I admit that I actually didn’t bother reading the summary before purchasing this book. I had heard from countless trusted bloggers how amazing this story was so knew I needed to read it sooner than later.
Upon reading the first chapter I was excited to learn that I was about to embark upon a retelling of Robin Hood. I’ve always had a special place for the Prince of Thieves. I honestly can’t think of a version of the classic I’ve not enjoyed to some degree (even the movie remake with Kevin Costner). There is something so romantic, mesmerizing and engaging about this story.

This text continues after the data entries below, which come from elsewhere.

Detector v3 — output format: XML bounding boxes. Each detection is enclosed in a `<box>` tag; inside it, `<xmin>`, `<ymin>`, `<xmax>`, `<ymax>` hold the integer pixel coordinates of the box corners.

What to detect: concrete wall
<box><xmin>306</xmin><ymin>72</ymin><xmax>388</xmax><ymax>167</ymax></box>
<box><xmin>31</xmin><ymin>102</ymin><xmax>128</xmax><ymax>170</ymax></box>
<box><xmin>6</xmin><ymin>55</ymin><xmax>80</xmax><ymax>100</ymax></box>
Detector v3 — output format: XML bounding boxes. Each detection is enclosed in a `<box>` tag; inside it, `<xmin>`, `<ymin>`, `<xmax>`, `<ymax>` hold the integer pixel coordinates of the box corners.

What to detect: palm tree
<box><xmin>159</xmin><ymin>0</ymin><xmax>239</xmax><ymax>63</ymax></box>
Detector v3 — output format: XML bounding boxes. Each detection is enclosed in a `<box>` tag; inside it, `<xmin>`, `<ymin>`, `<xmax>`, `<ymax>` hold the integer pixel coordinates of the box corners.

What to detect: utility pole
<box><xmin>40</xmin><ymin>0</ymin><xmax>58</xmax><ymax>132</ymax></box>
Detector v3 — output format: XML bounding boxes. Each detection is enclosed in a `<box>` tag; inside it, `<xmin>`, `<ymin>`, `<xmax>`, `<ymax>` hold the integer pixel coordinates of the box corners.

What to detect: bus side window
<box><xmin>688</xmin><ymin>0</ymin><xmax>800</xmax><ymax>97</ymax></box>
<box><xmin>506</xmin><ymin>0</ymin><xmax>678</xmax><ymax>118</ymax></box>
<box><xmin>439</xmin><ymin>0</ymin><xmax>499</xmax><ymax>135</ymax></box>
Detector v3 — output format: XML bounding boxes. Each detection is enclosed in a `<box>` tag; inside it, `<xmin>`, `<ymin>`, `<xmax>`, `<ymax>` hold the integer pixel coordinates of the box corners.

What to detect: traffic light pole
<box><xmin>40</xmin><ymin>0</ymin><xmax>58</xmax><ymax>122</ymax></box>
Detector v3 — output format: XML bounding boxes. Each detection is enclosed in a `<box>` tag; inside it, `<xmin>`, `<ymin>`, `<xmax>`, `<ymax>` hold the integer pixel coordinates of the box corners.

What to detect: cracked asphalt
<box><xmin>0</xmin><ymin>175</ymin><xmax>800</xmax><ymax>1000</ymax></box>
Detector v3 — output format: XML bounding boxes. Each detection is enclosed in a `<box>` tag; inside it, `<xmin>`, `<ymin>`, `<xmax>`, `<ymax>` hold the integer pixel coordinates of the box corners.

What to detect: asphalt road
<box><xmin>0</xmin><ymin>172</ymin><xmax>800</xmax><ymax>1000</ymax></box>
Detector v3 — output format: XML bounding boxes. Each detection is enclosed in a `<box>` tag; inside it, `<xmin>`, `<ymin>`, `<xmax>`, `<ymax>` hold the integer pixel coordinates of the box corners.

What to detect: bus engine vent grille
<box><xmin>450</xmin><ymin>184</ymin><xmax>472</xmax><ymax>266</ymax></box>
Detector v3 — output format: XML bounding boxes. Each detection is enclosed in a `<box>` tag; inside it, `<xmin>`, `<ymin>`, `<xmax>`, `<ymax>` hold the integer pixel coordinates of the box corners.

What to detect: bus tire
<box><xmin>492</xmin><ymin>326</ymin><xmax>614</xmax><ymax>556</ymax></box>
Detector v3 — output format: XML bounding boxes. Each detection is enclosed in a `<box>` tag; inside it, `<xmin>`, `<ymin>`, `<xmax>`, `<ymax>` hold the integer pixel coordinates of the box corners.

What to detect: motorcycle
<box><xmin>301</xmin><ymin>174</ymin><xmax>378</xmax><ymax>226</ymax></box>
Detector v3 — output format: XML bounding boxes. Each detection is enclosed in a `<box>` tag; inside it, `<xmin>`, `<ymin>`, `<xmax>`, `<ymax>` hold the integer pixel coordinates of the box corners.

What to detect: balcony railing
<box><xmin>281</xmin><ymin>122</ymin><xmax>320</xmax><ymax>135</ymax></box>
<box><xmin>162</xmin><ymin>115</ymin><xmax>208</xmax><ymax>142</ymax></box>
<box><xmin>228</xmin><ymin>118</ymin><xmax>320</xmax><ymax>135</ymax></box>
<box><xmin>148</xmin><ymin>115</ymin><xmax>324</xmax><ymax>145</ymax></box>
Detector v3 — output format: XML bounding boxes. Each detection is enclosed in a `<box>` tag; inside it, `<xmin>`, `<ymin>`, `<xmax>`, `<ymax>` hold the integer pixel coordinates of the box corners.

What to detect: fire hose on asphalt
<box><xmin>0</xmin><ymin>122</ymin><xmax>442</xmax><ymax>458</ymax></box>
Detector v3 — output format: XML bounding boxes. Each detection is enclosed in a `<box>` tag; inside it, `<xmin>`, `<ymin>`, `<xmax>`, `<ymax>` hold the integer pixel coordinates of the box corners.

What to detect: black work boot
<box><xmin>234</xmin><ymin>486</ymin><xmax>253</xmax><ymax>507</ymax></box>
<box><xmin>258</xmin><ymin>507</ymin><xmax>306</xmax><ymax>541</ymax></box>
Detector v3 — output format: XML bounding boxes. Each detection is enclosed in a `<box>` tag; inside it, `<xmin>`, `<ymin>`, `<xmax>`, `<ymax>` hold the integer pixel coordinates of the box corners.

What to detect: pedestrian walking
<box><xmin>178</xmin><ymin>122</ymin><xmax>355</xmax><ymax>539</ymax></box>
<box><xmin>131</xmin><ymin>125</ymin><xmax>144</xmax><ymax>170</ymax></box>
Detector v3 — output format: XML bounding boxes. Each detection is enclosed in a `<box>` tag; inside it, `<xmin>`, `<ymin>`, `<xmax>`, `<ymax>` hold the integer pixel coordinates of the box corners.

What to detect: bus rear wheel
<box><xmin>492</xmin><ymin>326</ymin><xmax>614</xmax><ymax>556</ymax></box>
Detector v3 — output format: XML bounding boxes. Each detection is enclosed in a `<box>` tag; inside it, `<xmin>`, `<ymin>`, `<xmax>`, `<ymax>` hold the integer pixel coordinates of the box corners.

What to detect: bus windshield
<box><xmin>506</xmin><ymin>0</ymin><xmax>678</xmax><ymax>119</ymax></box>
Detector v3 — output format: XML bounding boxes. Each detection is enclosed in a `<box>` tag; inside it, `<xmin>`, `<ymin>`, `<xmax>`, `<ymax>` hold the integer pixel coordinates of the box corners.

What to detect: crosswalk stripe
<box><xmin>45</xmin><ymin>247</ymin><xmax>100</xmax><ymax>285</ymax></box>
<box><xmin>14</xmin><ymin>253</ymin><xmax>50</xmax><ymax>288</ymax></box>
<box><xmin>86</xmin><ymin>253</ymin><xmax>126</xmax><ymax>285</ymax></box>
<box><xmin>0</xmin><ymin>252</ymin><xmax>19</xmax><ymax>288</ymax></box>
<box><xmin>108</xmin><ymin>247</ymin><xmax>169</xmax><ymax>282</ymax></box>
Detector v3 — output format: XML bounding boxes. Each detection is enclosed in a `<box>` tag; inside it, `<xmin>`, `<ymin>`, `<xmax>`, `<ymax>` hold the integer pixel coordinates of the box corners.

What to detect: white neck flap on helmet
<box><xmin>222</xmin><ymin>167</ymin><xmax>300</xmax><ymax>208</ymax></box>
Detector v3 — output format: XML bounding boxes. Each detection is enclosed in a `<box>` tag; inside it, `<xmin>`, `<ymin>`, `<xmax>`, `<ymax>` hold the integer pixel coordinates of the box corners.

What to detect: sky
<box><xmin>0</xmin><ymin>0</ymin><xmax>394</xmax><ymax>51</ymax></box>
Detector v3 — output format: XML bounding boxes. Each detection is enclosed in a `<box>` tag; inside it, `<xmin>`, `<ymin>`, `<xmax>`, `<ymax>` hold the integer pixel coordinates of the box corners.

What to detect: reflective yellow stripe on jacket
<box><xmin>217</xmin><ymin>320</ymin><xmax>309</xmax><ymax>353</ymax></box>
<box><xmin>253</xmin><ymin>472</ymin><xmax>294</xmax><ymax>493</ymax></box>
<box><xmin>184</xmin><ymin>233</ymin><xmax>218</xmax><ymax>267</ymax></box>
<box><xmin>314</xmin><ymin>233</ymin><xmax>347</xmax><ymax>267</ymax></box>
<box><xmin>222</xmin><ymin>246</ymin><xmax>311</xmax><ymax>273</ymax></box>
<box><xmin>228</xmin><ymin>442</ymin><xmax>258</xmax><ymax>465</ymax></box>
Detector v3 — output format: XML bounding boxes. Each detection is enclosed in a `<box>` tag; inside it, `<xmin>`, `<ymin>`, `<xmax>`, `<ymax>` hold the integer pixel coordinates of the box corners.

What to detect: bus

In her book, A.C. Gaughen puts her own twist on the classic by changing Will Scarlet’s gender. Throughout the history of the Robin Hood story many versions of Will have existed. Some have him loving finery and being of noble birth, some have him as brooding. A couple of factors typically stayed the same and that was the he was always younger than the other Merry Men and had a close relationship with Robin.
My favorite depictions of him were those where he was mysterious and quiet. I was more than pleased that Gaughen took some of my favorite elements of this character while also portraying a strong, passionate woman. Since Will’s character has always been a bit elusive I loved the idea that he was really a she (I’m not sure I can ever get tired of the gender bending trope). Gaughen’s Scarlet is fierce without losing her femininity. I loved how brave she was but also her own internal struggles that gave her character vulnerability. I loved reading from the point of view of someone other than Robin Hood since he is always the character we follow in other interpretations.
I did run into one slight problem that eased as I continued to read–Scarlet speaks (and thinks) in the common tongue which used ‘were’ instead of ‘was’ and other grammatical mistakes. Of course, this was done on purpose to not only help the reader experience the book as a commoner but also to setup the historical date the book takes place in. Each time I came upon a ‘misplaced’ were I was thrown out of the story and had to force myself to not change it to ‘was’ in my head. This might just be me but it did cause a bit of disconnect at first. As I stated though, this issue eased and soon enough I was reading with no issues.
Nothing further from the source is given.